The right of a member of any political party or association to support him or oppose
his opponent is preserved as long as such member acts individually. The very party
or organization to which he may belong or which may be in sympathy with his cause
or program of reforms, is guaranteed the right to disseminate information about,
or to arouse public interest in, or to advocate for constitutional reforms, programs,
policies or constitutional proposals for amendments.
It is therefore
patent that the restriction contained in Sec. 8(a) is so narrow that the basic constitutional
rights themselves remain substantially intact and inviolate.
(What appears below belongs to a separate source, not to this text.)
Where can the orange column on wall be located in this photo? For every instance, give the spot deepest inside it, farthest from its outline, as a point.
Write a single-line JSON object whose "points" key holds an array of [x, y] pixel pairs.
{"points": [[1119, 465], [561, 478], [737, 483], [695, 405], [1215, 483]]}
And it is therefore
a valid infringement of the aforesaid constitutional guarantees invoked by petitioners.
The
period for the conduct of an election campaign or partisan political activity may
be limited without offending the aforementioned constitutional guarantees as the
same is designed also to prevent a clear and present danger of a substantive evil,
the debasement of the electoral process.
Even if the partisan
activity consists of (a) forming organizations, associations, clubs, committees
or other group of persons for the purpose of soliciting votes and/or undertaking
any campaign or propaganda for or against a party or candidate; (b) holding political
conventions, caucuses, conferences, meetings, rallies, parades or other similar
assemblies for the purpose of soliciting votes and/or undertaking any campaign or
propaganda for or against any candidate or party; and (c) giving, soliciting, or
receiving contributions for election campaign either directly or indirectly, (Sec.
50-B, pars. (a), (b), and (c), R.A. 4880), the abridgment was still affirmed as
constitutional by six members of the Supreme Court, which could not “ignore ...
the legislative declaration that its enactment was in response to a serious substantive
evil affecting the electoral process, not merely in danger of happening, but actually
in existence, and likely to continue unless curbed or remedied.